Gerade wirklich friedlich sind sie nicht, die Mujahedin, die sich selbst als „Krieger Allahs“ bezeichnen, aber solange Islam als Frieden verkauft wird und die Krieger sich ruhig verhalten, wird man sie kaum mehr los – man kann ja schließlich nach Gutmenschen-Dhimmirecht Muslime nicht einfach ausweisen, nur weil sie islamische Extremisten sind. Und wenn man sich doch dazu durchringt, sie loswerden zu wollen, möchten sie die Herkunftsländer gar nicht wiederhaben.

Wie im Fall der Schweiz und der islamischen Gotteskrieger aus Bosnien, denen Bosnien die Rückkehr verweigert. Und was macht die Schweiz? Na, klar – die Terroristen werden vorläufig aufgenommen und erhalten wohl bald Asyl.

In den 90er-Jahren kamen viele Islamisten offiziell häufig als Vertreter von Hilfswerken von Nordafrika und aus dem Nahen Osten nach Bosnien, um sich am Krieg gegen die Serben zu beteiligen. Etliche dieser Kämpfer heirateten Bosnierinnen, gründeten Familien, wurden nach dem Krieg gar bosnische Staatsbürger. Doch nach dem Friedensabkommen von Dayton 1995 mussten viele das Land wieder verlassen. Im November 2005 beschloss das bosnische Parlament, nicht zuletzt unter amerikanischem Druck, die zuvor großzügig verteilten Bürgerrechte zu überprüfen. Rund 600 ehemalige Mujahedin wurden in der Folge wieder ausgebürgert … Eine ganze Reihe von Mujahedin suchten zum Teil vor, zum Teil nach 9/11 in Westeuropa Asyl.

Die Schweiz möchte diese Männer samt ihren Familien seit längerem loswerden. Doch in sechs Fällen, es handelt sich um fünf Tunesier und einen Marokkaner, erweist sich das auf absehbare Zeit als unmöglich, wie Recherchen zeigen.

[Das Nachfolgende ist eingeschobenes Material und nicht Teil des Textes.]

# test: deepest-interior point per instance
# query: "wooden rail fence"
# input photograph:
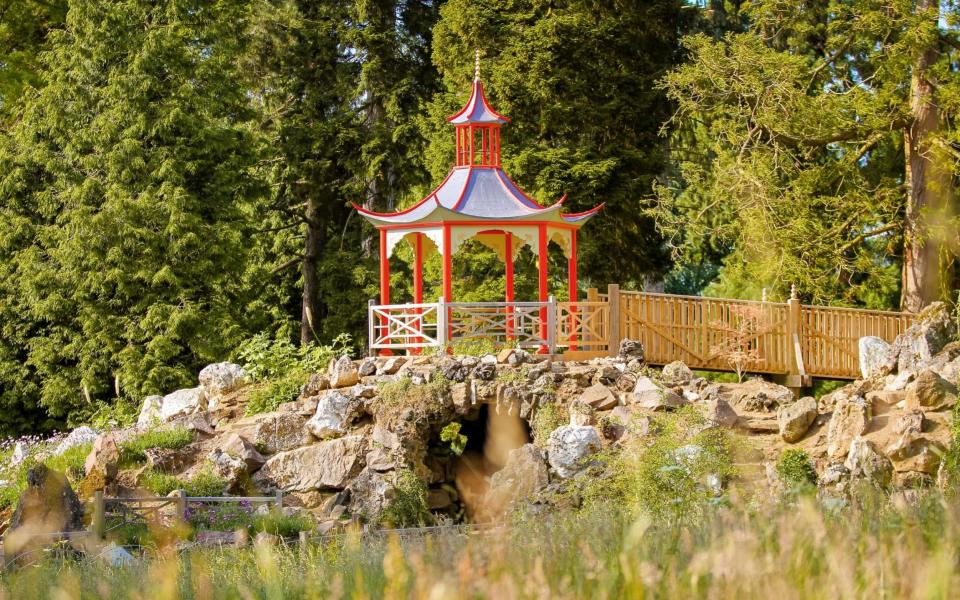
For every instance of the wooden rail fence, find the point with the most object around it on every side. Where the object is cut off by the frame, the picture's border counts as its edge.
(779, 338)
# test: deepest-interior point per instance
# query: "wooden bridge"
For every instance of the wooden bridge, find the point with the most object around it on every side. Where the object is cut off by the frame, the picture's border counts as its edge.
(788, 339)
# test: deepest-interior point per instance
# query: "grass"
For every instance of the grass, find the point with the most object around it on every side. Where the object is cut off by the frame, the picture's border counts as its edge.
(69, 463)
(873, 549)
(134, 451)
(203, 483)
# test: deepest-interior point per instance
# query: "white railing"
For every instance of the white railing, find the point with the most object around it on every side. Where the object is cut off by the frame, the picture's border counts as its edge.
(414, 327)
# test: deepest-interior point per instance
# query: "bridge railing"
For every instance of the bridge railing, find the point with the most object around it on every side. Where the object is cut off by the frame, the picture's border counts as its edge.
(782, 338)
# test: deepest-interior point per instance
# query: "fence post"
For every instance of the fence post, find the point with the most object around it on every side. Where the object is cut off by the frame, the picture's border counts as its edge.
(371, 330)
(181, 506)
(794, 376)
(304, 541)
(613, 298)
(442, 325)
(98, 524)
(552, 325)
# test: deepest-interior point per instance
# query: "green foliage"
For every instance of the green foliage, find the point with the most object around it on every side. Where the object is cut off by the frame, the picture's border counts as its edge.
(126, 206)
(796, 469)
(283, 368)
(568, 75)
(205, 482)
(408, 508)
(286, 526)
(170, 438)
(676, 475)
(547, 418)
(116, 415)
(790, 161)
(404, 393)
(451, 434)
(160, 484)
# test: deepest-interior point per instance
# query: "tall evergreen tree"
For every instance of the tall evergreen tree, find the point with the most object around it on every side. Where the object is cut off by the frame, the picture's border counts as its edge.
(578, 80)
(831, 155)
(126, 192)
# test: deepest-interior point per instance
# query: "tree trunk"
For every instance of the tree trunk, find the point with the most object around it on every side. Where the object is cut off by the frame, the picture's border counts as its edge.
(310, 321)
(930, 190)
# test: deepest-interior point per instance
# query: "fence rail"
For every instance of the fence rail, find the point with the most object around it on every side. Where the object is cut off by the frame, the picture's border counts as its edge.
(782, 338)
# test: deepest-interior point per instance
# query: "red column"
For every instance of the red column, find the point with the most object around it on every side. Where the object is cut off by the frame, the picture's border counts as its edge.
(572, 282)
(384, 282)
(508, 262)
(544, 291)
(418, 269)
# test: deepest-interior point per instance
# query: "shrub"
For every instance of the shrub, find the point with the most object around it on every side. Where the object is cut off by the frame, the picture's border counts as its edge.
(677, 476)
(795, 468)
(277, 523)
(172, 438)
(451, 434)
(547, 418)
(283, 368)
(204, 482)
(409, 506)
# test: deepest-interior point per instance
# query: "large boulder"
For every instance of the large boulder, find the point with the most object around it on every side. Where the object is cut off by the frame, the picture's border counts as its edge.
(850, 419)
(104, 457)
(913, 452)
(238, 447)
(344, 373)
(219, 379)
(47, 505)
(77, 437)
(865, 462)
(930, 392)
(652, 396)
(567, 446)
(719, 412)
(600, 397)
(150, 413)
(370, 492)
(334, 413)
(632, 349)
(676, 373)
(182, 402)
(933, 329)
(324, 465)
(875, 357)
(276, 431)
(524, 474)
(755, 395)
(230, 468)
(795, 419)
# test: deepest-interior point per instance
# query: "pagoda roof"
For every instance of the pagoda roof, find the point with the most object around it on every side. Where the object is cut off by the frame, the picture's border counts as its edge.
(477, 193)
(477, 109)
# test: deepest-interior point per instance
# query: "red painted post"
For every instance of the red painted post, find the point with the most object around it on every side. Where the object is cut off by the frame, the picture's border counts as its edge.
(544, 291)
(447, 274)
(572, 282)
(384, 282)
(508, 262)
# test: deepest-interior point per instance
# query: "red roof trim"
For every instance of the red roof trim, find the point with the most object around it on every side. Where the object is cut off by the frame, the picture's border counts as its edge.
(593, 210)
(432, 194)
(472, 103)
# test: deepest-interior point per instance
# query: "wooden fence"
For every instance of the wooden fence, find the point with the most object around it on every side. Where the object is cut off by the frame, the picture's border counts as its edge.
(782, 338)
(779, 338)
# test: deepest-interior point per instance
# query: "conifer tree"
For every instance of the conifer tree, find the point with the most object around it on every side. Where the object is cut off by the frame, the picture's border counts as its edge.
(126, 185)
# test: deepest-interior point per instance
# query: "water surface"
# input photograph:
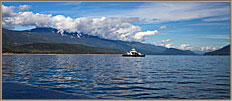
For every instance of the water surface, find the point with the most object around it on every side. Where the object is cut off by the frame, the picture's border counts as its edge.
(117, 77)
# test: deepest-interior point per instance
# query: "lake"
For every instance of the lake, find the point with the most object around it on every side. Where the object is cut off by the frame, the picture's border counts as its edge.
(117, 77)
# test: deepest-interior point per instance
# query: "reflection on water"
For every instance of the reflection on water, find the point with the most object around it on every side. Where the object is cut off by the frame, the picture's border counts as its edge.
(116, 77)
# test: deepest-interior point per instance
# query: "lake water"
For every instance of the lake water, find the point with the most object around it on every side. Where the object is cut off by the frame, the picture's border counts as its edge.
(117, 77)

Am 23. Mai des vergangenen Jahres hatte die Schweiz Bosnien um Rückübernahme der Familien gebeten, nachdem das Bundesamt für Migration (BFM) auf ihre Asylgesuche entweder gar nicht eingetreten war oder sie abgelehnt hatte. Doch Bosnien verweigerte sich dem Ansinnen, wie die Behörden aus Sarajevo der Schweiz am 9. Januar mitteilten. Der Vollzug „hat sich als unmöglich herausgestellt“, heißt es deshalb in einem Schreiben des BFM vom 11. März dieses Jahres an Afra Weidmann, die Rechtsvertreterin der Männer.

Die sechs Familien können aller Wahrscheinlichkeit nach bis auf weiteres bleiben. Es handelt sich um Personen, die zum Teil schon seit vielen Jahren in verschiedenen Kantonen leben. Teilweise sind die Kinder der Rechtsvertreterin zufolge hier geboren.

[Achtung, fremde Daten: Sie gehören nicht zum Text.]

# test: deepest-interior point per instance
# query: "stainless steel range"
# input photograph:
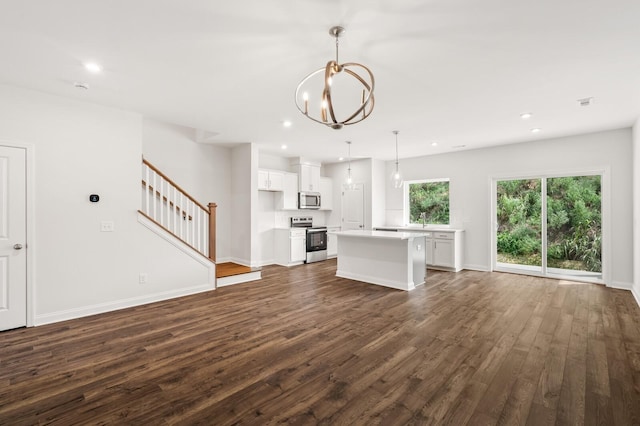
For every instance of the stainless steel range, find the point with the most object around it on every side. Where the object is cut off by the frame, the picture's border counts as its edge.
(316, 238)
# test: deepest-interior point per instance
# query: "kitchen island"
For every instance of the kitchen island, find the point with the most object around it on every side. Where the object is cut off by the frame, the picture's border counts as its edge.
(391, 259)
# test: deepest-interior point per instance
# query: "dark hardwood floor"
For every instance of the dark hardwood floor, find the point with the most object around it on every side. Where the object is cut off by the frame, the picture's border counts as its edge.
(304, 347)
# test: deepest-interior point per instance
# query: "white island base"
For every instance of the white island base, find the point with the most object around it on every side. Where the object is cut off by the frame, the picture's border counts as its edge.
(391, 259)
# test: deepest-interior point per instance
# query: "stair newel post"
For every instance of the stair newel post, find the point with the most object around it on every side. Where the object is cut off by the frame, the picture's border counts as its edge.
(212, 231)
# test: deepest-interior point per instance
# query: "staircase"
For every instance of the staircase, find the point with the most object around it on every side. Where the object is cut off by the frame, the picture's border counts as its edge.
(177, 213)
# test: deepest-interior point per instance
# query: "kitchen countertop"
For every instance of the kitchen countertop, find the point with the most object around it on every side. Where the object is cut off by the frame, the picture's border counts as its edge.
(390, 235)
(421, 229)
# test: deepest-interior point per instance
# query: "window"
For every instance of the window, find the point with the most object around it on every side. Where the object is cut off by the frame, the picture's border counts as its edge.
(427, 201)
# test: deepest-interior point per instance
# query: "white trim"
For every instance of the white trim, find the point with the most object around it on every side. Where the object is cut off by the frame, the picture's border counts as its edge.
(30, 224)
(243, 262)
(119, 304)
(636, 295)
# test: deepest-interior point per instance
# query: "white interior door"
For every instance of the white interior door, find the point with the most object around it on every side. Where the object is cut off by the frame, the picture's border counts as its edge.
(353, 207)
(13, 254)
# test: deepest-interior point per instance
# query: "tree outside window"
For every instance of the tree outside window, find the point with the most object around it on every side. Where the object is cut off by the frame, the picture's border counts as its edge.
(428, 201)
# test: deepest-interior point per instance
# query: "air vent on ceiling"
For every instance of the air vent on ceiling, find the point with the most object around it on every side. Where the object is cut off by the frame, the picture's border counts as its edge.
(585, 101)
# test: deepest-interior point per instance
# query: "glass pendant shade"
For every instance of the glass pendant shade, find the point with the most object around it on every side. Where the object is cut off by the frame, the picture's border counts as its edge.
(396, 176)
(396, 179)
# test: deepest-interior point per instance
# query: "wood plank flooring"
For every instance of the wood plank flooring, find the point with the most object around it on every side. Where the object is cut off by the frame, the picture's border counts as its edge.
(302, 346)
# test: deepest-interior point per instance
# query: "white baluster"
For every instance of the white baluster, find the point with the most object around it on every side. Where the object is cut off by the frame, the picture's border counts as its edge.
(155, 199)
(146, 188)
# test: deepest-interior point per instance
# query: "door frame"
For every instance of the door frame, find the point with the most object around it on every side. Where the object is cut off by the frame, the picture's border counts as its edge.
(30, 223)
(605, 184)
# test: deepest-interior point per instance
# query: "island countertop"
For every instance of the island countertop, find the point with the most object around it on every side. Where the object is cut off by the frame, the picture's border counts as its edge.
(391, 235)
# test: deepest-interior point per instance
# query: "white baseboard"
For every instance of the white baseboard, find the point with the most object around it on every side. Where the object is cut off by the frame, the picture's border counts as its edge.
(118, 304)
(636, 294)
(370, 279)
(481, 268)
(620, 285)
(239, 279)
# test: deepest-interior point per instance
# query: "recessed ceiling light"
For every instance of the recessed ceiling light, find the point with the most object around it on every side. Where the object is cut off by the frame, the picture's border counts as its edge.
(92, 67)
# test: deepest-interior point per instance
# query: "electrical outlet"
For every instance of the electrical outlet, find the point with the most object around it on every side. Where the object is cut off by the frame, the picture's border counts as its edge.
(107, 226)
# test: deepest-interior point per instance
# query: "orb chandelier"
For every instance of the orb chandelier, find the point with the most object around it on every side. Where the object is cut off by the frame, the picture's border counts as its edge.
(337, 95)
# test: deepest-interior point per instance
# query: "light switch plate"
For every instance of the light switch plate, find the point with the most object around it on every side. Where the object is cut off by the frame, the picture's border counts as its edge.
(107, 226)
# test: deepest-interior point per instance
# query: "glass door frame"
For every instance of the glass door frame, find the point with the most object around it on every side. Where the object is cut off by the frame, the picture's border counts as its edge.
(605, 210)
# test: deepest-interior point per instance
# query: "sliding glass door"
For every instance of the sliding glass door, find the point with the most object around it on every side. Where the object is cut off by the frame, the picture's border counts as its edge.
(550, 226)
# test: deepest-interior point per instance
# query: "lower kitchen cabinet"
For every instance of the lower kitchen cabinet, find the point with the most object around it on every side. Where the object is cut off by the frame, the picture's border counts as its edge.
(332, 242)
(290, 246)
(444, 250)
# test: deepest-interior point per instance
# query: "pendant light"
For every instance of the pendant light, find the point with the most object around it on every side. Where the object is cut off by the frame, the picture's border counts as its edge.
(396, 177)
(348, 184)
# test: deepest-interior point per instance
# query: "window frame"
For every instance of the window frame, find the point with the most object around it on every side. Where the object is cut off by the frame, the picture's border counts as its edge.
(406, 210)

Bosnien hätte zwar die Frauen und die Kinder zurückkehren lassen, doch weil Familien von Gesetzes wegen als Einheit respektiert werden, dürfen auch sie bleiben.

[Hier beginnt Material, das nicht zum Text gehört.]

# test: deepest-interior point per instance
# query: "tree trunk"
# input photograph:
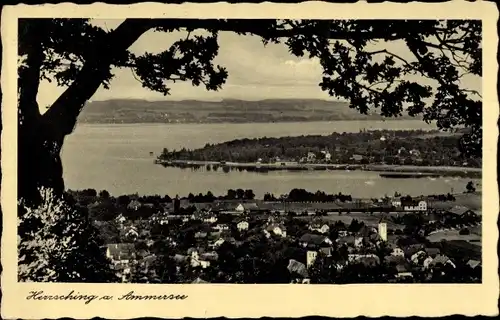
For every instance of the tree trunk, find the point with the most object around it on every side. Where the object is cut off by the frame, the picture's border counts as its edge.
(41, 136)
(39, 161)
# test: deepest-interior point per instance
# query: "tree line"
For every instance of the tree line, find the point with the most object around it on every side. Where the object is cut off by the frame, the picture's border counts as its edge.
(366, 147)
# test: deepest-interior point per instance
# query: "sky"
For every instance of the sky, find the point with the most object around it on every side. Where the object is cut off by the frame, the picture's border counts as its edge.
(255, 72)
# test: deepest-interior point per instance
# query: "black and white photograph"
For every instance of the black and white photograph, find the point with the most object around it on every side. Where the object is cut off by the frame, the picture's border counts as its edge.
(249, 151)
(286, 161)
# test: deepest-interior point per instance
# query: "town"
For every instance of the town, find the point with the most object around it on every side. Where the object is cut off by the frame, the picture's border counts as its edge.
(300, 237)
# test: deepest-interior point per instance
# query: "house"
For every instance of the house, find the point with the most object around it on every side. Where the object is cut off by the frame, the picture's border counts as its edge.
(210, 219)
(396, 203)
(418, 256)
(217, 243)
(358, 242)
(311, 258)
(415, 153)
(199, 281)
(328, 156)
(398, 252)
(474, 263)
(277, 229)
(432, 252)
(427, 262)
(462, 211)
(200, 235)
(242, 225)
(415, 206)
(382, 230)
(321, 228)
(120, 219)
(246, 207)
(314, 240)
(179, 258)
(403, 271)
(357, 157)
(368, 259)
(441, 259)
(311, 157)
(267, 234)
(342, 233)
(132, 233)
(134, 205)
(240, 208)
(120, 252)
(221, 227)
(297, 269)
(200, 259)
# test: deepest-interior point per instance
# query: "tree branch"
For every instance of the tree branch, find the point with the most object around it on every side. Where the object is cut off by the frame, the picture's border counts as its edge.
(29, 76)
(62, 115)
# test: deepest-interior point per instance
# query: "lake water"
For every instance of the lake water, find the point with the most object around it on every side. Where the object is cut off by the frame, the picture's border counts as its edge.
(116, 158)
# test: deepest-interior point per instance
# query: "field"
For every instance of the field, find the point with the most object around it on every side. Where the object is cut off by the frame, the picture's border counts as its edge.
(369, 220)
(451, 235)
(472, 201)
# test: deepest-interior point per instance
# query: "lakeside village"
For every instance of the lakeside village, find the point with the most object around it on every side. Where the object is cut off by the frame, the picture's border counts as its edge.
(411, 151)
(301, 237)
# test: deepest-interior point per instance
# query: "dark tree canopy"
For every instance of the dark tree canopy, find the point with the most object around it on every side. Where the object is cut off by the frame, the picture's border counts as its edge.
(81, 56)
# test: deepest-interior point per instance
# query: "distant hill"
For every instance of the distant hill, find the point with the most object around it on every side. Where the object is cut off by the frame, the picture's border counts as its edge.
(225, 111)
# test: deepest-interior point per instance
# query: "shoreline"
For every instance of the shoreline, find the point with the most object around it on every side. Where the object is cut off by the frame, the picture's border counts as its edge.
(387, 171)
(254, 122)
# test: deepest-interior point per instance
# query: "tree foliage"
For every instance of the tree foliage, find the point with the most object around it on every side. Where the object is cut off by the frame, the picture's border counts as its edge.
(81, 55)
(56, 243)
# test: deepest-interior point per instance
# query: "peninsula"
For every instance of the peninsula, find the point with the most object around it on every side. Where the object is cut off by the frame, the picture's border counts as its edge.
(225, 111)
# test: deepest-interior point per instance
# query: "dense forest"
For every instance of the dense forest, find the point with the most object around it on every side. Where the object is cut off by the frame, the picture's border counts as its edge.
(415, 147)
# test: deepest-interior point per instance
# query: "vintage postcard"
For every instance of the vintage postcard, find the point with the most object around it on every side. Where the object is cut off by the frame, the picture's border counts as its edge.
(249, 160)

Die Krieger Allahs können frohlocken, denn ihre Rechtsvertreterin, Afra Weidmann, ist sich mittlerweile „fast sicher, dass all diese Männer als politisch Verfolgte positive Asylentscheide erwarten“ dürfen. Und so holt sich die Schweiz den islamischen Frieden direkt ins Haus.